The three-week-old epidemic, which had mostly hit Haiti’s rural central regions so far, now menaced crowded slum areas of the capital, as well as tent and tarpaulin camps there housing more than 1.3 million survivors of the Jan. 12 quake. “The disease has reached the metropolitan area,” Gabriel Thimote, the director general of Haiti’s health department, told reporters in Port-au-Prince.

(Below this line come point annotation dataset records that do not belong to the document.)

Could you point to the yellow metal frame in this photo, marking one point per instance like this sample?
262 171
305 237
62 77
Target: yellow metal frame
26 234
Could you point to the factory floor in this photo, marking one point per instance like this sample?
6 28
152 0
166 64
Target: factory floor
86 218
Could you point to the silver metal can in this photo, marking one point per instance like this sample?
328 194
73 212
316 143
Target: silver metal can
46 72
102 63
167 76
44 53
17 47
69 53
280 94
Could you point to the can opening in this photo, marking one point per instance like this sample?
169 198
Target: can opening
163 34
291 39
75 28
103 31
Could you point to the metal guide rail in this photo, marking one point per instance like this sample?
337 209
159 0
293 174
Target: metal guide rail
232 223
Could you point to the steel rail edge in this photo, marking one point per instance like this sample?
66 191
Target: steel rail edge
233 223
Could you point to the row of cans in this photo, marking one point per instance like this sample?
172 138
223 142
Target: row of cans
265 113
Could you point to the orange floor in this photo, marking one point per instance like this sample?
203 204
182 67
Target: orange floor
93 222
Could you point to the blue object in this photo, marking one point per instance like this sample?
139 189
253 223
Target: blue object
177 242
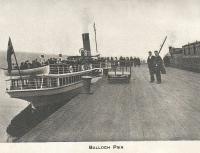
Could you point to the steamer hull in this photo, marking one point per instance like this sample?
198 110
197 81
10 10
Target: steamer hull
41 98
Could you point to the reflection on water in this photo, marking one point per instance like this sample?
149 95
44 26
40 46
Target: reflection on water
27 119
17 117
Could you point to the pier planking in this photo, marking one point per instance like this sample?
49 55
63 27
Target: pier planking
135 111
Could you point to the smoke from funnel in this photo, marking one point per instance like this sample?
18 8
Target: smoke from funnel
86 43
86 20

The spreading epidemic, which experts predict will be worsened by flooding caused by Hurricane Tomas earlier this month, has piled another humanitarian emergency on the Western Hemisphere’s poorest state as it struggles to recover from the devastating earthquake that killed more than 250,000 people.
Presidential and legislative elections scheduled for Nov. 28 in the Caribbean nation are set to go ahead.
Thimote said 115 cases and one death had been recorded at a hospital in the city’s biggest slum, Cite Soleil, a labyrinth of brick, wood and tin-roof shanties bisected by rubbish-choked canals draining into the sea.
Pan American Health Organization (PAHO) Deputy Director Jon Andrus said that the Haitian capital, which even before it was wrecked in the January earthquake had suffered from very poor sanitary conditions, was “ripe” for a rapid spread of the diarrheal disease, which is transmitted by contaminated water.